Бух! Бух! Бух!
И какая сволочь ломится?
Нет, вроде никто не ломится. А что такое стучит? А, это в башке у меня стучит. А что там может стучать? Башка — это же кость.
С трудом повернулся и осознал, что злодеев поблизости нет, а в дверь — не во входную, а в ту, что закрывает мою спальню-кабинет кто-то стучит. Не слишком и громко, но настойчиво. Из-за этого у меня в голове и бьют в барабан.
— Иван Александрович, баню я уже истопила, — послышался голос Нюшки. — Сразу попаритесь или позавтракаете вначале?
При мысли о еде к горлу подступила тошнота. Голова гудит. С огромным трудом встал, сел на постели и осмотрелся. Водички бы минеральной. Или кефирчика.
Что за бардак? Вот тут валяется мундир, там валенки. Шуба отчего-то закинута на книжный шкаф. А где штаны? А, я прямо в них и заснул. Заснул в штанах — это плохо, зато их сейчас не нужно на себя натягивать.
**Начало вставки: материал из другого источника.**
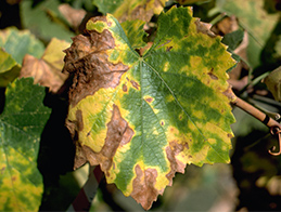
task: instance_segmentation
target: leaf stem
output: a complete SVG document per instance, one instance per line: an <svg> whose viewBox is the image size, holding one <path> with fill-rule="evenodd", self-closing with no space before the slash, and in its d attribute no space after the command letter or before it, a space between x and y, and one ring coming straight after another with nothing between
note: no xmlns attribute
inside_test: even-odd
<svg viewBox="0 0 281 212"><path fill-rule="evenodd" d="M245 112L250 114L251 116L255 117L257 120L259 120L260 122L263 122L264 124L266 124L269 130L270 133L272 135L278 135L278 141L279 141L279 150L277 153L273 153L272 150L276 149L276 146L273 146L269 151L270 155L272 156L279 156L281 155L281 124L276 121L274 119L270 118L268 115L266 115L265 112L260 111L259 109L257 109L256 107L254 107L253 105L246 103L245 101L241 100L240 97L238 97L231 88L229 88L226 92L225 95L228 96L228 98L231 101L231 103L235 106L238 106L239 108L241 108L242 110L244 110Z"/></svg>

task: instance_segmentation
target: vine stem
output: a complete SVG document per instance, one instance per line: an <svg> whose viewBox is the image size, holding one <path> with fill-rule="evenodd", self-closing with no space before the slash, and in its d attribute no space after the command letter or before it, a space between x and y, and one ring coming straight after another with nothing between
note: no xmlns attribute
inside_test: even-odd
<svg viewBox="0 0 281 212"><path fill-rule="evenodd" d="M241 100L240 97L238 97L233 93L231 87L223 94L229 97L232 105L241 108L245 112L250 114L251 116L255 117L257 120L259 120L260 122L266 124L269 128L270 133L272 135L278 135L279 151L277 151L277 153L272 151L272 150L276 150L276 146L272 147L272 150L270 149L268 151L270 155L273 155L273 156L281 155L281 124L278 121L276 121L274 119L270 118L268 115L264 114L263 111L260 111L259 109L254 107L253 105L251 105L251 104L246 103L245 101Z"/></svg>

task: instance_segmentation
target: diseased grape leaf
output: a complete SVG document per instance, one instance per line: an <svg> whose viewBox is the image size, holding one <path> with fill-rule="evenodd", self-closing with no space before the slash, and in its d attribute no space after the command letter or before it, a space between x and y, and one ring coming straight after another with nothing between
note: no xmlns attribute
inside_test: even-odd
<svg viewBox="0 0 281 212"><path fill-rule="evenodd" d="M13 81L21 70L18 65L11 54L0 49L0 87L7 87Z"/></svg>
<svg viewBox="0 0 281 212"><path fill-rule="evenodd" d="M0 30L0 87L7 87L18 77L25 54L40 57L43 49L28 30L14 27Z"/></svg>
<svg viewBox="0 0 281 212"><path fill-rule="evenodd" d="M159 14L167 0L94 0L103 14L111 13L119 22L142 19L150 22L154 14Z"/></svg>
<svg viewBox="0 0 281 212"><path fill-rule="evenodd" d="M23 61L23 68L20 77L34 77L34 82L50 88L56 93L68 77L62 72L64 65L63 50L69 47L68 42L53 38L41 58L26 54Z"/></svg>
<svg viewBox="0 0 281 212"><path fill-rule="evenodd" d="M5 93L0 116L0 211L38 211L43 189L37 169L41 131L50 115L44 88L16 79Z"/></svg>
<svg viewBox="0 0 281 212"><path fill-rule="evenodd" d="M235 62L221 38L203 34L190 8L171 8L157 24L142 56L110 14L90 19L65 51L75 167L100 164L144 209L187 163L229 162L234 122L223 92Z"/></svg>

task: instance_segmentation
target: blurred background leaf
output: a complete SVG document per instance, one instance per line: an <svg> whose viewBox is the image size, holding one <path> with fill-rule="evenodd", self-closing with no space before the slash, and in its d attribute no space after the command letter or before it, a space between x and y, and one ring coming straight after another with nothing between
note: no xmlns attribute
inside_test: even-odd
<svg viewBox="0 0 281 212"><path fill-rule="evenodd" d="M23 78L9 84L0 116L0 210L37 211L42 177L37 169L39 138L50 109L44 89Z"/></svg>

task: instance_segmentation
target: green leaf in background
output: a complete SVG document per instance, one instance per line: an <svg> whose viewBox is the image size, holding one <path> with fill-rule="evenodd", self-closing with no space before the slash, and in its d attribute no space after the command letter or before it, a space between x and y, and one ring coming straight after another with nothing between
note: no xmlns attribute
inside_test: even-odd
<svg viewBox="0 0 281 212"><path fill-rule="evenodd" d="M11 54L0 49L0 87L7 87L13 81L21 71L21 65L18 65Z"/></svg>
<svg viewBox="0 0 281 212"><path fill-rule="evenodd" d="M116 18L92 18L64 67L74 74L66 124L76 168L101 164L107 183L144 209L187 163L229 162L234 122L223 92L235 63L221 38L201 32L190 8L173 8L157 24L139 55Z"/></svg>
<svg viewBox="0 0 281 212"><path fill-rule="evenodd" d="M93 3L103 14L111 13L119 22L142 19L150 22L154 14L159 14L167 0L94 0Z"/></svg>
<svg viewBox="0 0 281 212"><path fill-rule="evenodd" d="M244 31L242 29L238 29L233 32L227 34L221 42L228 45L228 50L233 52L239 44L242 42L244 38Z"/></svg>
<svg viewBox="0 0 281 212"><path fill-rule="evenodd" d="M35 8L33 8L33 1L22 1L21 17L23 26L47 42L53 37L71 42L71 38L75 34L69 31L63 23L59 5L59 0L42 1Z"/></svg>
<svg viewBox="0 0 281 212"><path fill-rule="evenodd" d="M272 70L265 79L268 90L272 93L276 101L281 102L281 66Z"/></svg>
<svg viewBox="0 0 281 212"><path fill-rule="evenodd" d="M37 169L41 131L50 109L44 88L31 78L16 79L5 93L0 116L0 211L38 211L42 177Z"/></svg>
<svg viewBox="0 0 281 212"><path fill-rule="evenodd" d="M278 27L280 13L269 13L266 11L266 4L267 1L264 0L217 0L216 8L209 11L209 15L226 12L228 15L238 17L240 25L250 34L247 58L253 68L260 65L261 51L270 37L281 35L280 27L278 35L271 35ZM274 49L274 44L271 43L269 48Z"/></svg>
<svg viewBox="0 0 281 212"><path fill-rule="evenodd" d="M0 87L7 87L18 75L25 54L40 57L43 44L28 30L0 30Z"/></svg>

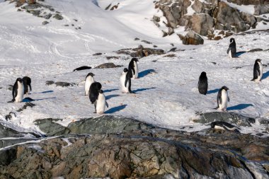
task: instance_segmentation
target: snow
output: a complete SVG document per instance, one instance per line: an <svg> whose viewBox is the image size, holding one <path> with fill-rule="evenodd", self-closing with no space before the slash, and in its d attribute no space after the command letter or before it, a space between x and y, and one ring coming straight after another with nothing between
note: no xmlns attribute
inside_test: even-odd
<svg viewBox="0 0 269 179"><path fill-rule="evenodd" d="M244 53L231 59L226 54L229 38L205 40L203 45L184 46L176 34L161 37L161 30L151 21L158 13L153 1L122 0L119 1L118 9L105 11L104 7L110 2L116 4L117 1L46 0L46 4L61 12L64 19L52 18L49 24L42 25L44 19L17 12L13 4L1 1L1 124L19 132L40 134L42 132L34 123L38 119L59 118L62 120L57 122L67 126L81 118L100 116L93 113L93 105L85 96L84 84L80 83L90 71L102 84L109 104L105 115L133 117L169 129L198 131L209 126L193 122L198 117L197 113L216 111L213 108L217 106L217 91L227 86L230 89L229 111L268 120L269 67L264 67L260 83L250 81L256 59L261 59L265 64L269 63L268 51ZM64 26L66 24L74 26ZM81 29L76 30L78 27ZM152 44L134 40L135 37ZM268 32L231 37L236 39L238 52L269 49ZM93 68L105 62L126 67L131 57L114 50L139 45L152 48L156 45L168 51L174 47L171 43L182 50L168 53L174 54L175 57L165 57L166 54L139 59L139 78L132 81L135 94L122 94L120 91L120 76L124 67L72 71L81 66ZM93 56L96 52L103 54ZM106 59L111 56L118 59ZM241 68L236 69L237 67ZM203 71L209 80L206 96L199 94L197 88ZM30 94L25 97L35 99L33 103L36 105L17 112L25 103L6 103L12 98L11 91L7 88L18 77L24 76L31 78L33 87ZM45 85L45 81L50 80L80 83L64 88ZM6 121L5 115L11 111L16 116ZM242 132L255 134L265 127L258 122L253 127L242 127Z"/></svg>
Так, а что было вчера? Про то, как мы пили и пели дорогой — это помню, а дальше? Отчего-то болит правая рука. Неужели с кем-то подрался по пьянке? Вроде, со мной такого никогда не водилось. Посмотрел на ладонь, присвистнул — на пальцах ссадины, ноготь, отросший за время командировки, сломан. А, вспомнил! Я же вчера ключ от входной двери искал. Ключ один, мы его засовываем под крылечко, в условленном месте. Так еще во времена, когда Наталья здесь жила повелось, а потом и с Нюшкой. Ключ оказался дальше, чем я полагал, да сверху еще и снежку намело. Значит, снег руками разгребал?
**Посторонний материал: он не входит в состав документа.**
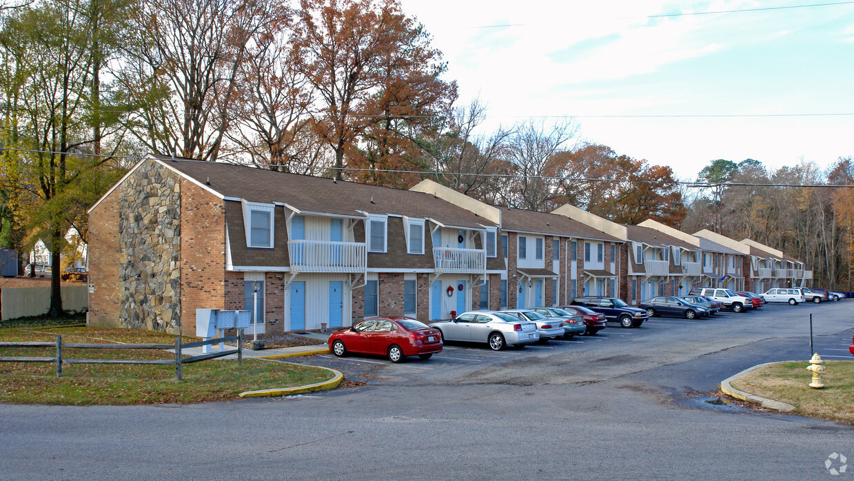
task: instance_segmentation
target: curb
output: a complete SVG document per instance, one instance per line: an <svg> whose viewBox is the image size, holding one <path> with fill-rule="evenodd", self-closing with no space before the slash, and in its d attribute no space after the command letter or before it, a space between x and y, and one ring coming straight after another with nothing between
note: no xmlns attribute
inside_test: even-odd
<svg viewBox="0 0 854 481"><path fill-rule="evenodd" d="M327 349L317 349L313 351L301 351L288 354L275 354L272 355L259 355L255 359L284 359L286 357L298 357L301 355L315 355L318 354L330 354L332 351Z"/></svg>
<svg viewBox="0 0 854 481"><path fill-rule="evenodd" d="M730 377L727 378L726 379L721 381L721 390L723 391L723 394L726 394L727 396L733 396L733 397L734 397L736 399L740 399L741 401L745 401L745 402L750 402L752 404L758 404L758 405L762 406L763 408L767 408L769 409L775 409L776 411L781 411L783 413L787 413L789 411L792 411L793 409L795 408L795 407L793 406L793 405L791 405L791 404L787 404L786 402L782 402L781 401L775 401L773 399L766 399L764 397L759 397L758 396L753 396L752 394L750 394L749 392L745 392L743 390L739 390L734 388L729 384L731 381L734 380L737 378L741 377L744 374L746 374L747 372L750 372L751 371L753 371L755 369L758 369L758 368L762 367L763 366L769 366L770 364L777 364L778 362L789 362L789 361L777 361L777 362L765 362L765 363L757 364L757 365L756 365L756 366L754 366L752 367L749 367L747 369L745 369L744 371L739 372L738 374L730 376Z"/></svg>
<svg viewBox="0 0 854 481"><path fill-rule="evenodd" d="M307 366L306 364L301 364L300 366ZM313 384L306 384L304 386L296 386L293 388L273 388L273 389L265 389L260 390L247 390L240 393L238 396L240 397L265 397L265 396L292 396L295 394L305 394L307 392L316 392L319 390L329 390L338 387L341 381L343 380L344 375L341 373L340 371L335 369L330 369L329 367L323 367L321 366L313 366L313 367L320 367L321 369L325 369L327 371L331 371L335 376L328 380L322 383L315 383Z"/></svg>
Вспомнив, как искал ключ, припомнилось и другое. Мы вчера допели, потом меня довезли до дома и я сошел с саней. Кажется, сначала попал в сугроб, откуда меня пытался вытащить доктор. Ага… Потом и доктора и меня из снега доставал Абрютин. Точно, было такое. Исправник, хотя и ржал над нами — мол, слабаки, но тоже упал.
Во дворе долго прощались с исправником и доктором. Кажется, откуда-то взялась еще одна бутылка. Откуда, интересно? Кажется, дорогой все выпили. Да, а сколько мы выпили? Нет, теперь не вспомню. Много. Для китайца это точно смертельная доза.
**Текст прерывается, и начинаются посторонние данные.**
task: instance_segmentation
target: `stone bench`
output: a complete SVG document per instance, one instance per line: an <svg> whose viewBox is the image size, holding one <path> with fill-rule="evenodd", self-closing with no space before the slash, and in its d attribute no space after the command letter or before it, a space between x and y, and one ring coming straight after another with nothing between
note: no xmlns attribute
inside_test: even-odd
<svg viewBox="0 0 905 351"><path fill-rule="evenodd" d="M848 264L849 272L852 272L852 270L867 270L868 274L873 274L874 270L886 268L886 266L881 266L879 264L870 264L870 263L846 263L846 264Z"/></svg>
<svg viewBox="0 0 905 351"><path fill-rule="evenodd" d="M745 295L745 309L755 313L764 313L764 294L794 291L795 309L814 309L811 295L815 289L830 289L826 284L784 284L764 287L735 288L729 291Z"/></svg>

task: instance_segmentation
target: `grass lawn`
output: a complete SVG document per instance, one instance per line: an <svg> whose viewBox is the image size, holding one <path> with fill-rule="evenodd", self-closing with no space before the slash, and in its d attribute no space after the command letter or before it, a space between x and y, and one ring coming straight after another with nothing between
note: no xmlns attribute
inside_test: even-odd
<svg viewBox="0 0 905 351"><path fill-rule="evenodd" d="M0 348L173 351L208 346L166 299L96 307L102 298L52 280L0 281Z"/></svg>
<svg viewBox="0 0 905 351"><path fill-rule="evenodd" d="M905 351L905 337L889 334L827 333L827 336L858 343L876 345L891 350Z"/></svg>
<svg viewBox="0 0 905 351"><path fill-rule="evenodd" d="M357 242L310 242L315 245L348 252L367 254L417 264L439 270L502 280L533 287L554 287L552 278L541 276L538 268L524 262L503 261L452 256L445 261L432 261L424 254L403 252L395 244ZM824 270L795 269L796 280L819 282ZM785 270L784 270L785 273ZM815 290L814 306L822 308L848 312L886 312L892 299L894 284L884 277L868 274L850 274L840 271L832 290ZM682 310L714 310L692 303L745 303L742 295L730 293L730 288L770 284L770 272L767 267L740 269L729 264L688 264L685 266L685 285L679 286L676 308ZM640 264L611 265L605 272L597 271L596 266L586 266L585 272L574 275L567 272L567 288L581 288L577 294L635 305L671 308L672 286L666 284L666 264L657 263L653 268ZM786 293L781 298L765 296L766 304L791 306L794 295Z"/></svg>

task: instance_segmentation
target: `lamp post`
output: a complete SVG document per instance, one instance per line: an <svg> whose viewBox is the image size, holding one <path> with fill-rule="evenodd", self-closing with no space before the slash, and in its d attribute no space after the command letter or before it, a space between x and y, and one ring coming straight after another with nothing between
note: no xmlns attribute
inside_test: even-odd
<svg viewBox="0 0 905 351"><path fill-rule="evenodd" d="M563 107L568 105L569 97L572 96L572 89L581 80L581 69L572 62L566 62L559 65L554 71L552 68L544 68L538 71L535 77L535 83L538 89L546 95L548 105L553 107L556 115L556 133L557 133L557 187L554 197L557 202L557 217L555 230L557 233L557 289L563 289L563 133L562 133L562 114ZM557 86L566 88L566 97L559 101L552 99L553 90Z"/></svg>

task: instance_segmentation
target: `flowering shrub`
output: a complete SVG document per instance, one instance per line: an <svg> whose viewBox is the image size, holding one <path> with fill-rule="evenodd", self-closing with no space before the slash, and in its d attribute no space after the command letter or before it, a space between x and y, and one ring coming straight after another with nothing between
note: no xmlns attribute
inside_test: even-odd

Как говорил сослуживец моего отца: «Если утром хотите узнать, что было вчера, нужно либо напрячь свою память, либо ждать известий со стороны».
Кажется, во дворе пару раз навернулся. Точно, спина болит, а еще задница. Постучал в дверь, позвал вначале свою хозяйку, а потом кухарку. Потом вспомнил, что Наталья теперь вообще живет в другом месте, а Нюшка, на время моего отсутствия должна только приходить и топить печку, а в остальное время у нее был законный отпуск. Ай да я, вспомнил же.
— Иван Александрович, вы проснулись?
— Почти… — отозвался я.
Вернее — попытался отозваться. Отчего-то мой голос был не то охрипшим, не то осипшим. Кстати, а в чем разница? Типа — при охрипшем хрипишь, а при осипшем — сипишь? Кажется, я одновременно и хрипел, и сипел.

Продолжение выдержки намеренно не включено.